The tip of motile cilia is reported to have signalling functions in C. reinhardtii mating. Solter and Gibor [94] first observed that deflagellated cells could not initiate mating. Agglutinins, long and mating type-specific glycoproteins [97], allow mating gametes to come in contact. Within seconds, a process termed as flagellar tip activation [98] occurs: densities accumulate at the flagellar tip, between the outer doublet microtubules and the plasma membrane, and the microtubules in the singlet region polymerise. This causes the tip to swell and increase in length by approximately 30% of its original size. Both in C. reinhardtii and C. eugametos, agglutinins accumulate at the flagellum tip [99-101] and likely contribute to its swelling. The flagellar tip activation was shown to rise cAMP levels [102] and activate protein tyrosine kinase activity [103].

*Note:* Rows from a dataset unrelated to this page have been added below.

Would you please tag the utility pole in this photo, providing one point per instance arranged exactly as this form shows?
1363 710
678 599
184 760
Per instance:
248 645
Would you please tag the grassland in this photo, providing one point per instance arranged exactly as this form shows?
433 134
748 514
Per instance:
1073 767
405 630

Motile cilia are also known to release extracellular vesicles from the plasma membrane (ectosomes), which can deliver signals or biomolecules to target cells [104]. A recent review in this journal covered this topic extensively [105]. In C. reinhardtii the release of ectosomes localises at the flagellum tip [100,106].

Conclusion

The eukaryotic flagellum distal tip is the place of ciliary growth and a hub for cellular signalling. In this review we show that the motile flagella distal tip structures described to date could be sorted into six different models. Primary cilia also show a wide array of tip structures, showing a widespread evolutionary adaptability of this region and a difficulty to generalise from research on a few model organisms only. In the past 15 years, 29 protein residents of the flagellar tip have been identified in different organisms, but a complete flagellar tip proteome from any one species is still missing. Knowing all the structure and components found in this region would greatly increase our understanding of the processes of ciliogenesis and signalling emanating from the flagellum tip.

Both motile and primary cilia have a wide diversity of structures at the distal tip.

A list of the proteins known to reside at the distal tip is presented.

The distal tip is a hub of cellular signalling both in motile and primary cilia.